Sunday, November 8, 2009

Page 4, November 8, 2009





I came to Juba Sudan with high hopes that this was a community that was developed enough that I could find vendors that would be potential suppliers for some of the materials I will be needing to make the project at Apuk Padoc a reality. In two days of searching in various parts of the town I found only small shops that carried a few things, but none that was on the scale I would need for the project. Furthermore, none of the dozen or so shops that I visited had piping materials of a quality I would need. There was cement, planks, gravel, rebar, corrugated roofing material, water tanks and other small items like nails and screws, but each vendor had only a few of these things, and all of the pipe I saw was inferior, thin-wall—the stuff we came to know in Mozambique as “Chinese made,” not good for anything but vents for latrines.
All the material I found here was very expensive, as well. Cement was about $13 a bag, corrugated roofing for 28 gage (thicker than normal) was about $10 a sheet and so forth. After several hours yesterday and two more hours today of this fruitful investigation. I ruled out Juba as a potential place for supply of the things I need. As for cement, gravel, rebar and roofing materials, I am sure it will be in Wau, a place much closer than Juba for shipment to Apuk.
So the conclusion so far is that when it comes to piping materials (both PVC and Steel) I think we will be relying on the vendor/manufacturer I found in Kampala Uganda for all our needs along those lines.
Now a little about Juba itself. It have been interesting if not fascinating in some ways to be here the three days I have had to stay to make the connection on to Wau by Airline Travel. Things are so blasted expensive, I have been truly amazed. Gas, for instance; gas is equivalent to $5.00 a gallon her (I bought some gas for the fellow who hauled us around today for a couple of hours). I’m paying $100 a night for a hotel room that would sell in U.S. for no more than$15 a night. It’s clean, but that is all I can say about it. Everything else I have experience as well, even the traditional restaurants are very expensive.
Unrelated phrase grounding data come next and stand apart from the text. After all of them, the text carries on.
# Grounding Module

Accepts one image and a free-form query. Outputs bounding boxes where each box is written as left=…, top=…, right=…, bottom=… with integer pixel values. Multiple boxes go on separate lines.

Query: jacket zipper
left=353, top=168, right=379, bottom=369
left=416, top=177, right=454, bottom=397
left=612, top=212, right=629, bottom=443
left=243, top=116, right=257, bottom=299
I bought meals for three of us today at a very un-exclusive cafĂ© in a dirty market area and paid $4.00 a plate for the food. There was plenty, and it was okay, but not fancy.
The city itself (see the photos I am downloading to this link) seems to be completely under construction. Starting at the airport, all the roads in the city, many new building coming along, everywhere I looked people were busy and new businesses are springing up everywhere. Only about 1% of the city currently has paved roads, while most are under construction. Those that aren’t are rough, pot-holed 5mph style roads that make the driver swerve back and forth from one side of the road to the other as he drives along. Dust is everywhere, but like other places I have seen that are similar (Mozambique for example), no one seems to care and life goes along. Almost every inch of the city that is not under construction with new buildings or other structures, is taken up by shacks of all kinds. They are also crowded into areas so there are just narrow walkways between them. Me and Daniel were walking through one of these areas last night, zig-zagging between the houses where yards wee just a dirt space in which children played, goats were tied up, and people had their clothes hanging up on lines between the shacks. Some were square with tin roofs and others were the more traditional circular huts with thatch roofs. Here like many of the villages where I have traveled and worked in the past, people are barely surviving and it is obvious there is little hope for them.
I wonder if a program like I am starting in Apuk Padoc in the North possible here? I suppose it would be, but the enormity of it would be so challenging, it would take entities like the U.N to make the difference, as billions of dollars would be needed over a long period of time.
The people I have met, however, seem happy and though they are just surviving they seem to feel there it hope for them—especially these young men that I have met who are here finding work and attempting to raise themselves up above the normal with education. One thing I have found that is disturbing in some way to me, is the investment so many of the people have in their cell phones. One can hardly look in any direction without seeing someone with a cell phone at their ear. Even here in the hotel where I am staying, one of the boys from Apuk who has been hosting me this week seems to have his cell phone at his ear or in front of him while he texts constantly. He was here for a couple of hours last night charging two phones and four batteries for them, while he sat the entire time then and again this morning constantly holding his phone. During our two-hour travel-about the city today, I am sure between the driver (also a boy from the area near Apuk) and my host, they must have gotten two dozen calls between them. I just wonder what affect this will have on their lives in the future.